Andrew Kötting (right) and Iain SinclairAndrew Kötting (right) and Iain Sinclair
Andrew Kötting (right) and Iain Sinclair

Award winning film maker makes appearance in Hastings this weekend

Acclaimed film maker Andrew Kötting will be in conversation with writer Ian Sinclair at the Edith Festival event on Saturday October 7.

It takes place at 7pm at the Kino Teatr, Norman Road, St Leonards.

Andrew directed the 2017 film Edith Walks, which featured Iain Sinclair and imagines a journey by Edith the Fair, wife of King Harold, from Waltham Abbey, where he is buried, to the site of the Battle of Hastings and on to the statue of of Harold and Edith on St Leonards seafront.

The pair will be discussing their work and collaborations during the event called Lifeworks. It will conclude with a Q&A.

Kötting has more than earned his place as the most radical film maker we currently have. Like his oft time collaborator, the writer Iain Sinclair, he has a mad, fevered, insightful eye, an energy that hits like a derailed train. His next direction always unguessable. His work is transformative, always made from the ground up, offering new angles and insights.

The Edith Walks film eschews school boy history, Northern monologues and heritage cash generators, descending to the root of bloody reality. Edith Swan Neck dredging the battlefield, only able to recognise the mutilated corpse of her hand-fasted husband by certain ’intimate’ marks – earning his burial rites at Waltham Abbey.

The evening promises to be a collision of what, for my money, is the best living English writer and film maker.

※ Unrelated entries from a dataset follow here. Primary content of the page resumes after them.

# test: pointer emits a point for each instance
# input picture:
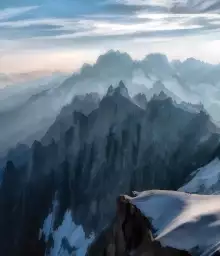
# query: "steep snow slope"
(68, 238)
(182, 221)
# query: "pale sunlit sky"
(63, 34)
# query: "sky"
(61, 35)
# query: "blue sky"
(63, 34)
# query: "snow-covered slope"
(182, 221)
(68, 238)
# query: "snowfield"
(183, 221)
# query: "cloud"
(8, 13)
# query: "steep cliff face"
(130, 234)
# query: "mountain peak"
(121, 89)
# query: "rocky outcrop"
(130, 234)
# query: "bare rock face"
(130, 234)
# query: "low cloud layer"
(72, 24)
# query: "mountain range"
(189, 81)
(58, 195)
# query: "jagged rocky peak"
(120, 90)
(140, 99)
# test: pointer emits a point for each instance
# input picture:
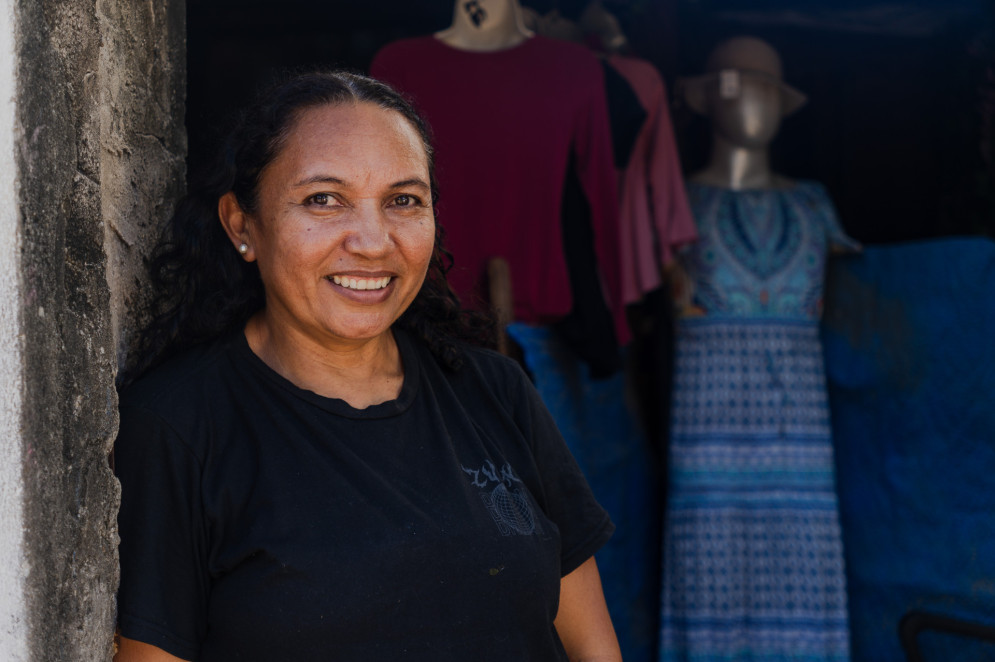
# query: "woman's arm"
(583, 623)
(129, 650)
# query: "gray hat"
(750, 57)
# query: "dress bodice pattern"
(761, 253)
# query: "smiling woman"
(319, 465)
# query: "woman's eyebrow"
(320, 179)
(328, 179)
(415, 181)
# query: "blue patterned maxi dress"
(753, 561)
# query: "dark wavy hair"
(203, 289)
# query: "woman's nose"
(369, 233)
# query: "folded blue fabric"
(909, 339)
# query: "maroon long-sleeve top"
(505, 124)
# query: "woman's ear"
(236, 224)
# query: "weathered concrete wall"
(13, 565)
(142, 102)
(99, 107)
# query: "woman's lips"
(354, 283)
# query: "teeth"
(362, 283)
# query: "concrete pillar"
(91, 160)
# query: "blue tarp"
(909, 336)
(603, 434)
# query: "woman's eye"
(406, 201)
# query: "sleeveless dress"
(753, 559)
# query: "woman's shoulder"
(182, 380)
(480, 366)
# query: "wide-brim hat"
(750, 57)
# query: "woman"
(322, 469)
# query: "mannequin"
(485, 25)
(602, 24)
(746, 104)
(512, 114)
(753, 559)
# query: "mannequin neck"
(739, 168)
(491, 25)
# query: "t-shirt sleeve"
(568, 501)
(163, 551)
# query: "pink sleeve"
(672, 214)
(593, 148)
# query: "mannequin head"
(482, 14)
(749, 118)
(597, 21)
(743, 93)
(485, 25)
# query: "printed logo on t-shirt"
(505, 498)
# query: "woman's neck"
(362, 374)
(496, 27)
(737, 168)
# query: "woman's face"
(344, 230)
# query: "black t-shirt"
(260, 521)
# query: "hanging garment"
(505, 126)
(654, 217)
(588, 329)
(753, 559)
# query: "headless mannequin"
(744, 122)
(485, 25)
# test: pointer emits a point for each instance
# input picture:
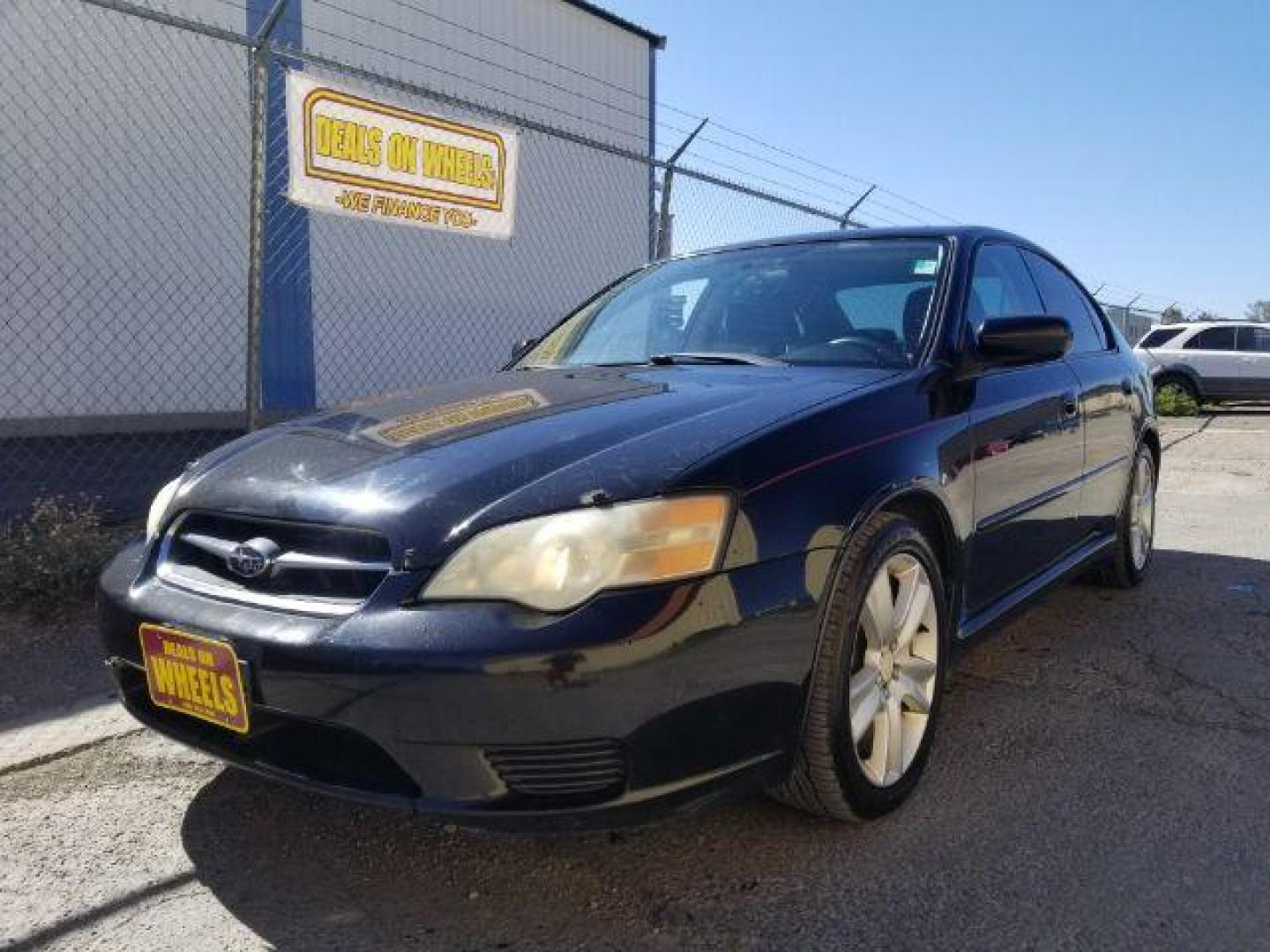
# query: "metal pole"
(256, 235)
(846, 216)
(663, 227)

Together they give the past a howling, disjointed voice, peer deep into overlooked and abandoned spaces. Their combined work is transformative, a quest for long buried, unobtainable grails. The entire output is a provocation. They succeed in re-energising the past, bringing it precariously back to life like Lovecraft’s Herbert West.

Drunk on an excess of landscape and miles, they stagger on, foot foundered but rarely making a mis-step. Their combined work is defined by movement, kinetic energy, possessed by roads and rivers.

As Sinclair notes: ‘Maps are lies, signposts mock’. We are thrown headlong into a hazy miasma of outlaying territories.

The pair are outriders of history, visionary polymaths cut from the same cloth as Dr John Dee – two road refugees at the peak of their power.

Saturday’s word and vision seance at the Kino will be organic, mad and essential.